Supreme Court today hears Texas challenge to Voting Rights Act

McClatchy NewspapersApril 28, 2009 

WASHINGTON — A seemingly minor Texas dispute that began over moving a voting site from a garage to an elementary school will be argued before the Supreme Court Wednesday — with the potential to overturn a core piece of the Voting Rights Act that protects minority voters.

The so-called "guts" of the law — Section 5 — requires Justice Department pre-clearance of voting plans in nine Southern states — Alabama, Alaska, Arizona, Georgia, Louisiana, Mississippi, South Carolina, Texas, Virginia — and portions of seven other states, including North Carolina.

Officials at a North Austin, Texas, utility district, incensed at what they had to go through to move a voting site from a neighbor's garage to an elementary school, argue that the provision, first imposed in civil rights legislation in the early 1960s, is no longer necessary to protect minority interests.

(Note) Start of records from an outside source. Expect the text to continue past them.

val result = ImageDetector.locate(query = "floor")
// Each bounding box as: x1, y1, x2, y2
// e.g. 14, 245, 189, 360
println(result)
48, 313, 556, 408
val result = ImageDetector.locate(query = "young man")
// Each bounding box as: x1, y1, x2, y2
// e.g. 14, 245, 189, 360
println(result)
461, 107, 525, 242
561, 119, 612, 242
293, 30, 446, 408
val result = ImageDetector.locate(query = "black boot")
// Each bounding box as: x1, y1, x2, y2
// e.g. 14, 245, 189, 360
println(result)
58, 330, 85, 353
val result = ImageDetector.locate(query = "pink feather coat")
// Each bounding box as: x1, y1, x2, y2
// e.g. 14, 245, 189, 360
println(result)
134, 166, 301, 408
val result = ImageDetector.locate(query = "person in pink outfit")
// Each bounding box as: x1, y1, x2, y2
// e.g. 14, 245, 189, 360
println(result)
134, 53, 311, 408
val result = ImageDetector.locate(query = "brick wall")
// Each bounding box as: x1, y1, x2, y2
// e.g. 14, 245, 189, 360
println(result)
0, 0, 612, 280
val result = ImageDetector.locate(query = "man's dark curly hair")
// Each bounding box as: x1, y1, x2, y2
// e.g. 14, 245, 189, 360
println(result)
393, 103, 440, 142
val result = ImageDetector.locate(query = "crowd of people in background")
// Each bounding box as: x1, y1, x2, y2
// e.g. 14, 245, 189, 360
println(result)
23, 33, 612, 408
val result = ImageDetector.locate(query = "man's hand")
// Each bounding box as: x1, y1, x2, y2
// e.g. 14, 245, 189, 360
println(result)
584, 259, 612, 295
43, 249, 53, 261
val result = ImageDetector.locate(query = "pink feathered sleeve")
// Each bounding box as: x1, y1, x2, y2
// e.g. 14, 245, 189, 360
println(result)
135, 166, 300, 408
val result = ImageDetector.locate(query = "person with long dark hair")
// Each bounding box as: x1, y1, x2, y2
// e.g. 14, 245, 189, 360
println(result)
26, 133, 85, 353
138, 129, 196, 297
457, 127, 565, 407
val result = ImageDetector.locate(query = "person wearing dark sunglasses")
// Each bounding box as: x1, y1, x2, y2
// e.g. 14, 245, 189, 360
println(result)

"The law as it's currently used is based in part on the Goldwater versus Lyndon Johnson election of 1964," said Ed Blum, a visiting fellow at the American Enterprise Institute, who is a critic of the provision. "Using election data that goes back to 1964 doesn't make sense in 2009."

Several critics point to the election of Barack Obama, the nation's first African-American president, as evidence that the law is obsolete.

Congress, on an overwhelming bipartisan basis, renewed the Voting Rights Act in 2006 for 25 years. But the supporters of the Northwest Austin Municipal Utility District Number One, known as MUD, say that lawmakers overreached by maintaining the pre-clearance provision and that it is, therefore, unconstitutional.

"It's our belief that the congressional record does not show the kind of Jim Crow gamesmanship that requires this kind of oversight today," said Blum. The MUD challenged the law and lost in federal district court last year, leading to the appeal to the Supreme Court.

The case has become a cause celebre among 18 groups representing minorities, including the Mexican American Legal Defense Fund and the NAACP Legal Defense Fund, which have weighed in on the case.

"What's at stake is the continued protection of minority voters from jurisdictions that try to replace one discriminatory mechanism with another," said Nina Perales, the MALDEF attorney who is representing Latino voters who live in the Austin municipal utility district.

"The act is still very much needed. Congress did its job in 2006, collecting 17,000 pages of information," said Perales. "The record shows continuing discrimination."

Texas has drawn pre-clearance objections in redistricting in 2001, and the 1990s, although not in the contentious mid-decade redistricting in 2003 when senior Justice Department officials overruled career lawyers.

As for the first African-American president being elected, Perales said that it's not relevant to the history of discrimination in the areas that must be pre-cleared. "In jurisdictions covered by section 5, such as Texas, Obama didn't do great," she said.

The Obama administration has thrown its support behind the case, with Principal Deputy Solicitor General Neal Katyal arguing the case for the Justice Department.

Renea Hicks, who represents Travis County in support of the Voting Rights Act, said that the case will turn on whether "we're still going to have the most important, most effective civil rights legislation in our history."